Monday 30 March 2015

Awaiting the plate

The VOSA saga continued all week.  A number of people have sent me possible acronymic alternatives to its long name – The Vehicle Operator and Services Agency.  Some of them are worth mentioning, others are rather rude but all are extremely funny and pertinent.  I liked ‘Very Obedient Servant Always’ and ‘Voluntary Association of Sales Assistants’.  There were a number of Voluntary Associations but most of them were not mentionable before the watershed. As I am trying to keep the real VOSA onside at the moment I’d better not mention any of them. 

My ménage and I are still marooned in a sea of oily mud as the welsh rain lashes the commercial vehicle repair yard in Llay, near Wrexham.  I hope for not much longer, although, like most places on the planet, it has some saving graces which I will mention later.  But those of you desperate to know my lovely lorry’s fate will be pleased to hear that I have now had the wheelchair lift removed which reduced the front axle weight to 2500Kg.  At the same time I found a nice man at VOSA (I am sure not the only one) who has agreed to raise the plate weight on the front axle to 2900Kg, so between the two actions I now have freed up almost half a ton to put my stuff back in the front porch and still be legal.  The only downside has been that I am still waiting for the new plate to arrive.  The lorry has to be taken to the Ewloe Check Point to have the Weight Restriction removed so I will be very relieved to be, once again, fully road legal.  For the curious amongst you, I guess at some point in the past it was a real metal plate with hand engraved numbers that had to be fixed to a lorry in an accessible place.  These days, and probably not for much longer, it is a paper one with a bit of Government issue sticky-backed plastic to prevent anyone changing the numbers.  No doubt in the queue of vehicular paperwork soon to be sacrificed to the great god Pixel. One of the Trinity of Digit, Perfect Pixel and Holy Zero/One. (Sorry, no offense intended)

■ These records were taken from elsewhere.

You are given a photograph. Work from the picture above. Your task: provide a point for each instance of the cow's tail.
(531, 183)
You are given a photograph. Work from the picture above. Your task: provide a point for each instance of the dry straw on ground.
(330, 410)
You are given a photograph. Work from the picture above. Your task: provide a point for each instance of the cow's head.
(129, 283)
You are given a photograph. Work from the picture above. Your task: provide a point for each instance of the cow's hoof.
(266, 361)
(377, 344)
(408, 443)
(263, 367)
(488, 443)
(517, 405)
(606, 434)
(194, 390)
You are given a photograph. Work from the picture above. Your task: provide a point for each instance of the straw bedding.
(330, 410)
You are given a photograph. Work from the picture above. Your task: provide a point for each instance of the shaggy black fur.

If I don’t have the new plate when I go to the yard it gives the other VOSA man in my life a wonderful opportunity to make that great vocal idiosyncrasy of the Man of Power, the sharp intake of breath, or the SIB as it is known to those of us who recognise them.  Last time we met at the roadside on my way back from Caernarfon two weeks ago, he made an SIB of factor 8 as he contemplated how impossible he had to make my life.  Well he has, and I don’t want to increase his SIB factor again without the plate firmly and accessibly affixed.

So the doggies and I are imprisoned by the government in this yard in Llay whilst we await the interminable but inevitable pendulum of bureaucracy to churn out the plate which will set us free.  There are though, as I said above, some saving graces. 

The junction of Davy Lane and Miners Road, Llay is, as the names suggest, replete with the aura of history.  The mine at Llay was, at its height, or maybe one should say its depth, the deepest mine in Britain. All the fascinating information about the mine is on http://www.welshcoalmines.co.uk/North/LlayMain.htm
and I had a great conversation with its author, Vic Tyler-Jones, who told me there is a mine museum at the Miners’ Institute, an impressive building just up the road.  I intend to go and visit it as should anyone else passing through the area.  The barman Peter will open it up for you apparently.

Llay Main had the reputation of being a ‘happy pit’.  No ponies were ever used there and the welfare of the miners themselves, over 3000 at its peak, was considered very important.  If you have five minutes, check out the website.  It tells a lovely and fascinating story.

I also had a happy stay here but hopefully soon I shall be moving on, another story to discover, another road to travel.